Olaf Scholz, Bundesminister der Finanzen

Aus meiner Sicht sind die Entscheidungen, die im Rahmen des Corona-Rettungspaketes getroffen werden, auch der erste Schritt zu einer Fiskalunion. Wir haben längst eine Währungsunion und wussten immer, dass das ohne Fiskalunion nicht gut funktionieren kann.

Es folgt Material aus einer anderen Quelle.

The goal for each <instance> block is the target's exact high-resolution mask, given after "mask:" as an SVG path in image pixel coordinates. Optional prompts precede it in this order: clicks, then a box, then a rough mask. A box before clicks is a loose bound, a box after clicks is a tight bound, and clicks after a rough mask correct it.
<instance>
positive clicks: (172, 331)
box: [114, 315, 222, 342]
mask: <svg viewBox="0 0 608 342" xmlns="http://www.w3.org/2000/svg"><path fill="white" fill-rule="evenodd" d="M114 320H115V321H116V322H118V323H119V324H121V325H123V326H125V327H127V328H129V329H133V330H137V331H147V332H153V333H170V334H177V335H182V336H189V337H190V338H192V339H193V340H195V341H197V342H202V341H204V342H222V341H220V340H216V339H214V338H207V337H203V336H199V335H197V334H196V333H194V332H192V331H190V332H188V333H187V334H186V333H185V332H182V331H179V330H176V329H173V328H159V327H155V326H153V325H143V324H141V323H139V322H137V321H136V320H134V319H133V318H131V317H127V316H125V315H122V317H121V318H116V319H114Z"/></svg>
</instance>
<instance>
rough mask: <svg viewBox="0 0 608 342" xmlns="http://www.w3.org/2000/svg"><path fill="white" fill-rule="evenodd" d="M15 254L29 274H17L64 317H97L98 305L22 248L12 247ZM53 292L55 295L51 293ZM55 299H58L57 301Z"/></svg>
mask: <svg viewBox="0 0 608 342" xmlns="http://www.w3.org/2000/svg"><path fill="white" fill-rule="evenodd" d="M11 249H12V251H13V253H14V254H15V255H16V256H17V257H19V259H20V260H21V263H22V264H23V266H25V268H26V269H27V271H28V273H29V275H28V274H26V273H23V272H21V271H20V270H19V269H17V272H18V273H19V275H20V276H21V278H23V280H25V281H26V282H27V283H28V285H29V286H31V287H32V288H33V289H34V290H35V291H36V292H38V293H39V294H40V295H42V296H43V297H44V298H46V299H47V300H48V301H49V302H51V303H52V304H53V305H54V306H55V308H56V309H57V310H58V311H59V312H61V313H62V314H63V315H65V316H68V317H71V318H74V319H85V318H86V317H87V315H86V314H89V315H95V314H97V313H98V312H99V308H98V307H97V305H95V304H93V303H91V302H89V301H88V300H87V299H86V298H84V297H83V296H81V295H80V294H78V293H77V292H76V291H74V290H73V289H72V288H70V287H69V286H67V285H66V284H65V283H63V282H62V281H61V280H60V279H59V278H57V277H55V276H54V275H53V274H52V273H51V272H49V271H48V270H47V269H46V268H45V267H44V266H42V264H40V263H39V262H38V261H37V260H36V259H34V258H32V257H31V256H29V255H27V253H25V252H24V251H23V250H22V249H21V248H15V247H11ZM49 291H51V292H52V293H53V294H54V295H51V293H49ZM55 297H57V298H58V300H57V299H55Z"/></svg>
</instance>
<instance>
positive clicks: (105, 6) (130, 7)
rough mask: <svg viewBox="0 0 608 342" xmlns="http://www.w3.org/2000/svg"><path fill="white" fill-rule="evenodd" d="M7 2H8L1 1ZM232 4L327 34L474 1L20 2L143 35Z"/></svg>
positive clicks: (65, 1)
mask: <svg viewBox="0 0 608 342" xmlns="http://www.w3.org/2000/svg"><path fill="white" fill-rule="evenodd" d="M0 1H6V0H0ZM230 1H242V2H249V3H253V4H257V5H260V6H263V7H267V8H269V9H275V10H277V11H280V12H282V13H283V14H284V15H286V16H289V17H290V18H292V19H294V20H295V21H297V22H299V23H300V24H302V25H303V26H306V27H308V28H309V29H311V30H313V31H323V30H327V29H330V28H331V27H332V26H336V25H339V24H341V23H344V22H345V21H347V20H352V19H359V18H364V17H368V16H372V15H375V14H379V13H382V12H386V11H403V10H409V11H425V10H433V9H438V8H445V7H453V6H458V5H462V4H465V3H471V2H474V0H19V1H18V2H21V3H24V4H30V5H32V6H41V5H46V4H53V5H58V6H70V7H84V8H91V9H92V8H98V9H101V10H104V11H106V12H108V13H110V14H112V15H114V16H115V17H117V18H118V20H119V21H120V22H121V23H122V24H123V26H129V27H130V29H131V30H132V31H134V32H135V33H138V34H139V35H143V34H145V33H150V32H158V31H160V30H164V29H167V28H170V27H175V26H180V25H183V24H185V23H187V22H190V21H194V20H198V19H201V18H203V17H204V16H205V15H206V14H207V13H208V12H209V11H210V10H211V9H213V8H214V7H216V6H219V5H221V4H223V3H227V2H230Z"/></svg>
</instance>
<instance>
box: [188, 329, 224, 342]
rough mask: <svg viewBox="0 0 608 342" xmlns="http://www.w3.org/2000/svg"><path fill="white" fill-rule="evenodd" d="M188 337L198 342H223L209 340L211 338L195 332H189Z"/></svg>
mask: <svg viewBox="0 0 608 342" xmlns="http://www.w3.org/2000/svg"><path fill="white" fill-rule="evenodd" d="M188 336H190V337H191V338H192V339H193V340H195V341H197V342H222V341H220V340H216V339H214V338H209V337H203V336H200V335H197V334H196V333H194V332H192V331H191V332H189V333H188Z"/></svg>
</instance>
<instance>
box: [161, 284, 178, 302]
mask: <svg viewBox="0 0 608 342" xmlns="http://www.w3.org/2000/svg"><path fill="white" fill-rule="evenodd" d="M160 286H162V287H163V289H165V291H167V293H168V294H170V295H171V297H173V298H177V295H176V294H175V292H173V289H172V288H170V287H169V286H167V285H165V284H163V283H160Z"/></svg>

Deshalb ist es richtig, dass die Europäische Union (EU) jetzt Kredite aufnimmt, und deshalb ist es auch richtig, dass wir gleich mitvereinbart haben, dass sie wieder zurückgeführt werden und mit ihrer Rückzahlung noch in dieser Haushaltsperiode der EU (…) begonnen wird. Wenn etwas zurückgezahlt wird, folgt daraus auch, dass es Einnahmen geben muss. Eigene Einnahmen der EU. Und auch darüber ist Einigkeit unter den Staaten der EU und mit dem Parlament erzielt worden. Wir wollen also erreichen, dass es Emissionshandelserlöse gibt für die Finanzierung der EU, zum Beispiel in Bereichen des See- und Luftverkehrs, wir wollen einen Grenzausgleichsmechanismus, damit die höhere Belastung mit Emissionshandelserlösen nicht dazu führt, dass die europäische Industrie nicht weltweit wettbewerbsfähig ist. Und natürlich wollen wir erreichen, dass dieses Europa dann stärker gemeinsam handeln kann. Deshalb müssen diesem Schritt zu einer Fiskalunion, der mit den eigenen Einnahmen verbunden ist, auch noch weitere Schritte folgen.